Machine intervention in medicine and mining large scale medical surveillance data have caught significant attention in the recent years due to epidemics and the scarcity of physicians. We have pursued this research based on a dataset that stores patients’ data from January 1, 1996 to December 31, 2007 (which is hospital surveillance data of 12 years) that was collected at International Centre for Diarrhoeal Disease Research, Bangladesh (ICDDR,B, 2008). Previously, a research work using this data repository was conducted using decision-tree induction algorithms by Rahman and Hasan (2011). We have introduced several newer approaches to deal the classification problem along with a novel way of balancing the dataset.

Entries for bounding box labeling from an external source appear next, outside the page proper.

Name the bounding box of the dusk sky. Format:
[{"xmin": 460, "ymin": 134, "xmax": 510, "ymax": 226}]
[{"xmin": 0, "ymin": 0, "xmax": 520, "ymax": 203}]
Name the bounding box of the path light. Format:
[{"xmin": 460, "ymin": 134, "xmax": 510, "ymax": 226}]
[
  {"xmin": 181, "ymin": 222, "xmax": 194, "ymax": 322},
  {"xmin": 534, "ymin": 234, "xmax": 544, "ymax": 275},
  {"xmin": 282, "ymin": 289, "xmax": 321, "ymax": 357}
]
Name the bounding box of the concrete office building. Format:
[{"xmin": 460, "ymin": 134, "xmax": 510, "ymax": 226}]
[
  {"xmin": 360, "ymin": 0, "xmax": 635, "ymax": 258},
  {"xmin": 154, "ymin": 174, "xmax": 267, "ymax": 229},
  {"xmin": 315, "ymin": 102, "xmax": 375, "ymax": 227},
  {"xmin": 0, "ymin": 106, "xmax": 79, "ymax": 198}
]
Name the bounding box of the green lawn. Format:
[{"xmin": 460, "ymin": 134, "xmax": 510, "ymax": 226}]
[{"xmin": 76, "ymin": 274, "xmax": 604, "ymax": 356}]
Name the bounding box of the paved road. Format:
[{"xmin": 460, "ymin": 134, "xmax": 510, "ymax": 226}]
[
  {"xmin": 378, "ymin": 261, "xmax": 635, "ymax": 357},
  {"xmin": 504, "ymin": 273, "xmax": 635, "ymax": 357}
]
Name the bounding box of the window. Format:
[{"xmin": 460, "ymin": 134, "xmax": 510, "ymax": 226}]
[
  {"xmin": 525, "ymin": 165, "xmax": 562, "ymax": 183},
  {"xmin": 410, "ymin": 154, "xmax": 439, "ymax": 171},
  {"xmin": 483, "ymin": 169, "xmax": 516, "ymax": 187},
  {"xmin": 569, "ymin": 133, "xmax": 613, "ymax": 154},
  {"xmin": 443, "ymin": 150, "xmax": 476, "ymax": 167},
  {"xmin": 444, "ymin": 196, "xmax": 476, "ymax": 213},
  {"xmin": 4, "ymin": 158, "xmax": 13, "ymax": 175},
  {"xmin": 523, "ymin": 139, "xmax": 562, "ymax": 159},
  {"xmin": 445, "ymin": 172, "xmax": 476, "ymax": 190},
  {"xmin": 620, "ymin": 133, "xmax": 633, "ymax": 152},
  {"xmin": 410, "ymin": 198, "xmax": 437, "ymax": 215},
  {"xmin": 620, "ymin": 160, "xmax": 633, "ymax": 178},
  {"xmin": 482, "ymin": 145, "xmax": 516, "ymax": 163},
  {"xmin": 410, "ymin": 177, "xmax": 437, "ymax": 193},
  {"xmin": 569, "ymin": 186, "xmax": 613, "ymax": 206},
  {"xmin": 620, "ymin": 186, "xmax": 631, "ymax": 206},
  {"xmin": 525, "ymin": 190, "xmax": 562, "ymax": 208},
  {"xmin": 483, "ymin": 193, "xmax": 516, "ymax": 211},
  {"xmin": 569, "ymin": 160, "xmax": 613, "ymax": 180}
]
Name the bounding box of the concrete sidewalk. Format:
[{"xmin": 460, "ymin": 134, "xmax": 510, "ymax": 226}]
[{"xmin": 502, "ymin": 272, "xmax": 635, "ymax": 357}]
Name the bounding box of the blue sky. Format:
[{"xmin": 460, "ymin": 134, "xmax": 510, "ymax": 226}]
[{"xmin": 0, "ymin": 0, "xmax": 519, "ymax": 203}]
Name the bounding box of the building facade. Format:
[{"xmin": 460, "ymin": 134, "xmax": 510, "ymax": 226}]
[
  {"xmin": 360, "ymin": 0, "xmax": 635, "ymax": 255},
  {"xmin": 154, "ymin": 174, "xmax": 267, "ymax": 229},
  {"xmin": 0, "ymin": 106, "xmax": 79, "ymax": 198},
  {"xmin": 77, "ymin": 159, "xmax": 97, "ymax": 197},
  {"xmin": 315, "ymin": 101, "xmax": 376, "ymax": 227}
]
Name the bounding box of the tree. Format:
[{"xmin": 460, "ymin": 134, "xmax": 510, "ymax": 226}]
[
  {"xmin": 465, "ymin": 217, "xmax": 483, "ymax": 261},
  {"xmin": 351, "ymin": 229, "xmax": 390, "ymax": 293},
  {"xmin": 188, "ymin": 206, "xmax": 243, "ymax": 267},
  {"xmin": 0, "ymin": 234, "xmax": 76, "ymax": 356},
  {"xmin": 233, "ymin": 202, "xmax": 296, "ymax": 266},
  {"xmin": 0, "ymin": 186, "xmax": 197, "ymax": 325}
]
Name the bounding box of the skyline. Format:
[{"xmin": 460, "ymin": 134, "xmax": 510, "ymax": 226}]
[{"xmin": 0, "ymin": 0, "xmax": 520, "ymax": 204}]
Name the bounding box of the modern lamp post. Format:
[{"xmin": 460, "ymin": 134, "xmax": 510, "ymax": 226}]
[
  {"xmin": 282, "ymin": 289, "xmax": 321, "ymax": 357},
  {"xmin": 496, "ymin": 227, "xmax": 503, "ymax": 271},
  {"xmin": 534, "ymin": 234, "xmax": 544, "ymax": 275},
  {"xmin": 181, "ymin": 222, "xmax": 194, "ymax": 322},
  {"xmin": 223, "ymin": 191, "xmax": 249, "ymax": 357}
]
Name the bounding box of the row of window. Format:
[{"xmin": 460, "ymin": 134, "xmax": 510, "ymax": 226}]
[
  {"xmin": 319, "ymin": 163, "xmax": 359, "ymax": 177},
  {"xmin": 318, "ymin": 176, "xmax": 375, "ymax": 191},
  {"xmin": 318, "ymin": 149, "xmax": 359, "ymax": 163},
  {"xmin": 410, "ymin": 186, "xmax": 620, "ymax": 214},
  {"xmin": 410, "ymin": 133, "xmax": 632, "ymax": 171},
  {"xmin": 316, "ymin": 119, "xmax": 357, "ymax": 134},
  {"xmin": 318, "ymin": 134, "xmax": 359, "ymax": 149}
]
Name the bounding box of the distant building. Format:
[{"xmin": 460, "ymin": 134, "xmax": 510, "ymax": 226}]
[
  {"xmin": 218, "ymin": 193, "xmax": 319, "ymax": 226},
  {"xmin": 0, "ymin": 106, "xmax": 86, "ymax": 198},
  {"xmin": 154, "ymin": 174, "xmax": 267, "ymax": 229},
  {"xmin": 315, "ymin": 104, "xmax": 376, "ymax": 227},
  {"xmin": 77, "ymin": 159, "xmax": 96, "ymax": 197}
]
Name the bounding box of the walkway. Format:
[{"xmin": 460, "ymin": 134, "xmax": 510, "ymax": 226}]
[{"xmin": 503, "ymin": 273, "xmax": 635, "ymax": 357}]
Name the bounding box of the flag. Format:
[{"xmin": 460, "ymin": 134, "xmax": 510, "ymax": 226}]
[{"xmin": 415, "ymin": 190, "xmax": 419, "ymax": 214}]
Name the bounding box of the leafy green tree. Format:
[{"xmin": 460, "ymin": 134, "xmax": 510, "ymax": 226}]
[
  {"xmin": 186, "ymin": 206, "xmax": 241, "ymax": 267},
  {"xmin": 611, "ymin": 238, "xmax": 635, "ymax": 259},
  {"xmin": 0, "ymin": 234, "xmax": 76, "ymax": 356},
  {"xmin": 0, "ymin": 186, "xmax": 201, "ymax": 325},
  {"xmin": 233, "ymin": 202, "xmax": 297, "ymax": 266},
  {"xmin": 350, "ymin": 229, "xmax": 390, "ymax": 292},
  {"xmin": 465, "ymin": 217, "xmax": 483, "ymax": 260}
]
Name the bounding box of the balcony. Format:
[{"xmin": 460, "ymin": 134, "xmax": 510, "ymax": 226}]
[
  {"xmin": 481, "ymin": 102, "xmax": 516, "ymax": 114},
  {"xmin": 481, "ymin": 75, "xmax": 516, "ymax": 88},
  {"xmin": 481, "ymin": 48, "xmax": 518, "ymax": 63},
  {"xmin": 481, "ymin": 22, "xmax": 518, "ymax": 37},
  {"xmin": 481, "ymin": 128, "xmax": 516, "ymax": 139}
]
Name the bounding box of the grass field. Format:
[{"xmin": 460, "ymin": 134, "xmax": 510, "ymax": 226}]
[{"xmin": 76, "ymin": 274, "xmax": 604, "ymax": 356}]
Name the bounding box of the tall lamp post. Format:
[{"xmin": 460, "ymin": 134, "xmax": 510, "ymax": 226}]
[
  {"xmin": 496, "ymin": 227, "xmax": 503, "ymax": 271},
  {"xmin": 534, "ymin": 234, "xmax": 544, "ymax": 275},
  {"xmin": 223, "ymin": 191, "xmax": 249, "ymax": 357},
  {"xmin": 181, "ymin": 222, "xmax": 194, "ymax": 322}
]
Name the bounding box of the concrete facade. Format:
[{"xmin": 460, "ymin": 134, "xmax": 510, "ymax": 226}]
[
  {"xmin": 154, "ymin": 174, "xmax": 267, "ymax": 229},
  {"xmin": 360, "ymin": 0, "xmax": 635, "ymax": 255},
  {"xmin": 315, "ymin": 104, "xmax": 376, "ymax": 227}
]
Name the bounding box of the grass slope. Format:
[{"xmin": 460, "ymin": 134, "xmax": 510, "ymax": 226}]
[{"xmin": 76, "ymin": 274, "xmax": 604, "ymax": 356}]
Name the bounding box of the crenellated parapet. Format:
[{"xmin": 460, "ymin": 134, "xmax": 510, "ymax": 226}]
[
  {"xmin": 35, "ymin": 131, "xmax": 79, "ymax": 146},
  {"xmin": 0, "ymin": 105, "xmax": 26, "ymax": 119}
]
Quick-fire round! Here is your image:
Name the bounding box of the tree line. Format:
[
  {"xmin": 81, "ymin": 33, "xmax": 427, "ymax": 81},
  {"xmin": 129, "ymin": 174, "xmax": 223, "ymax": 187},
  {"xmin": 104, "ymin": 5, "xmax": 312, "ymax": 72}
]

ICDDR,B established a diarrheal disease surveillance system in Dhaka, Bangladesh in 1979 and later extended it to their Matlab hospital at Comilla, Bangladesh in 2003. The surveillance system collects information on clinical, epidemiological and demographic characteristics of patients. A systematic 2% sub-sample of patients attending Clinical Research and Service Centre (CRSC) and all patients from the Health and Demographic Surveillance System (HDSS) area attending the Matlab hospital are enrolled into the surveillance program. The patients and/or their attendants supply information on socioeconomic and demographic characteristics, housing and environmental conditions, feeding practices, particularly among infants and young children, and on the use of drugs and fluid therapy at home to the interviewers. Moreover, nosocomial features e.g. clinical characteristics, anthropometric measurements, treatments received at the facility, and clinical outcomes of patients are also recorded. Extensive microbiological assessments of fecal samples (microscopy, culture, and ELISA) of patients are performed to identify diarrheal pathogens and to determine antimicrobial susceptibility of bacterial pathogens. It enables the center to detect the emergence of new pathogens and responds to early identification of outbreaks and their locations to suggest the Government of Bangladesh to take preventive measures.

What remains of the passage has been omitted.